Ideas from the old North Diversion Road
Ironically, our country has a much older elevated 5.0km expressway which, being arrow straight and if not radar monitored, can allow very high speeds, never had any flyover accidents in the nearly 40 years of its existence. It was built with ADB financing during the resource and dollar scarce years of the late 70s. In fact, because of PBM's [Phil. Blooming Mills] steel shortage that time caused by Mdme Imelda Marcos's “Gran Projets” [Experimental Cinema, Makiling Nat'l Arts center, FAT, etc.] imported ARMCO or tubular guard rails were substituted with concrete Freysinet guard rails on the earth filled expressway sections. This was the Candaba Viaduct.
Lessons from the Candaba Viaduct
Because of the said steel shortages then, NORCONSULT, a Norwegian company hired by PNCC suggested that all the NDR bridge parapets be made of concrete but shaped in such a way that a ledge molded top side to prevent launching a crashing vehicle airborne. The square section tubular steel railings on top of the parapets of the Viaduct were added much later in the Viaduct's life, long after it survived the shaking and bouncing of the 1991 Earthquake. To this, day, there haven't been any flyover accidents.
A taste of Norway
The old North Diversion Road [NDR] extension from Balagtas, as it was known then, had a lot of novel features like the road gradient that tilted the pavement to right not only to allow drainage to the shoulder but to “guide” steering feel away from the central divider and prevent a dozing driver from crashing head on to opposing traffic across the median. True to NORCONSULT's Scandinavian roots, the initial reflectorized warning signs of the '78 NDR, made by GJB, had yellow-orange backgrounds with red roundels as opposed to the usual white backgrounds. The yellow-orange, similar to road works signage color and vehicle hazard blinking lights, provided a high traffic visibility contrast to fog bound and snow covered backgrounds in Scandinavia. Which works just as well here against a background of monsoon downpours.
Ideas from the past- oldies but goodies
Destination signs then followed a road map format instead of today's less elegant signs that list destinations without showing directions and distances. Expressway info signs had white characters on blue backgrounds while National highways that intersected with the NDR had signs with yellow backgrounds and black characters. These have all disappeared, replaced, albeit inconsistently, by green backgrounds eliminating the distinction between expressway and national highway. Instead of small arrows, destinations had large chevrons and the signs themselves were shaped to trace the chevron's arrowhead.
Mixing the old with the new
Improving safety, rainy weather visibility and preventing spectacular flyover accidents on the Skyway won't need all new technology and draconian anti-speeding enforcement.

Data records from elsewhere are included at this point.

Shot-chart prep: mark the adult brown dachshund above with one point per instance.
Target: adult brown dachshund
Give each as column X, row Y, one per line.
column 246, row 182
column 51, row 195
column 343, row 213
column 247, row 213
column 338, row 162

Indeed, the porous asphalt might help, but some old ideas, borrowed from the North Diversion's NORCONSULT origins – like the bridge parapet shape and size- could be a simple remedy for Stage 3. In the meantime, demolishing those “launch curbs” on Stage 1 and 2 may cause too much traffic disruption. Retrofitting double height ARMCO barriers, like what the US federal authorities and EU road authorities are doing, will be just as effective and quicker to install, making the Skyway to finally be a “No Fly” zone.